EPA’s Climate Regulations Will Harm American Manufacturing

Report Environment

EPA’s Climate Regulations Will Harm American Manufacturing

March 4, 2014 5 min read Download Report

Authors: Nicolas Loris and Filip Jolevski

The Environmental Protection Agency’s (EPA) forthcoming climate change regulations for new and existing electricity generating units have been appropriately labeled the “war on coal,”[1] because the proposed limits for carbon dioxide emissions would essentially prohibit the construction of new coal-fired power plants and force existing ones into early retirement.

However, the casualties will extend well beyond the coal industry, hurting families and businesses and taking a significant toll on American manufacturing across the nation. Congress should stop the EPA and all other federal agencies from regulating carbon dioxide and other greenhouse gas emissions.

Driving Energy Prices Up, Economic Activity Down

Coal provides approximately 40 percent of America’s electricity generation.[2] By significantly limiting the use of an affordable energy source, the EPA’s regulations will increase electricity prices for American households. Since low-income families spend a larger proportion of their income on energy, a tax that increases energy prices would disproportionately affect the budgets of the poorest American families.

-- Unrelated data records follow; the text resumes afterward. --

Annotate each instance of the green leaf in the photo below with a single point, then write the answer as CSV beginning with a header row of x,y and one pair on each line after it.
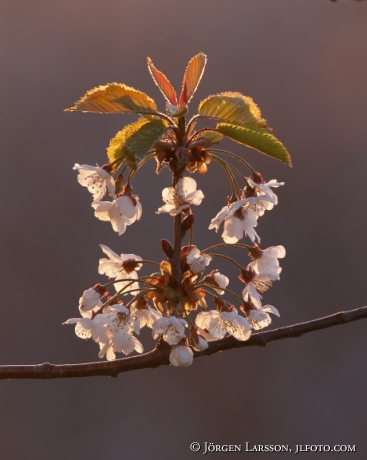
x,y
115,150
232,107
211,137
256,138
115,98
163,83
192,76
135,140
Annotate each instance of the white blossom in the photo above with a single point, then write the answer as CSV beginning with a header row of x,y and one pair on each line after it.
x,y
96,179
198,260
257,282
265,190
90,300
268,263
181,355
221,323
240,219
259,317
198,342
111,330
171,328
121,212
113,268
207,336
86,328
216,280
181,197
119,334
144,317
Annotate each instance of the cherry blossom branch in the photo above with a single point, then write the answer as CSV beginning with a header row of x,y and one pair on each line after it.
x,y
160,355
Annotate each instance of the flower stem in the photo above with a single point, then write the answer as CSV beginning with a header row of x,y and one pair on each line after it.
x,y
234,156
227,258
240,245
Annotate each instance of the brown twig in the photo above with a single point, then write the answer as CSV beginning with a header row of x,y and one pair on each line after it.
x,y
160,355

Higher energy prices as a result of the regulations will squeeze both production and consumption. Since energy is a critical input for most goods and services, Americans will be hit repeatedly with higher prices as businesses pass higher costs onto consumers. However, if a company had to absorb the costs, high energy costs would shrink profit margins and prevent businesses from investing and expanding. The cutbacks result in less output, fewer new jobs, and less income.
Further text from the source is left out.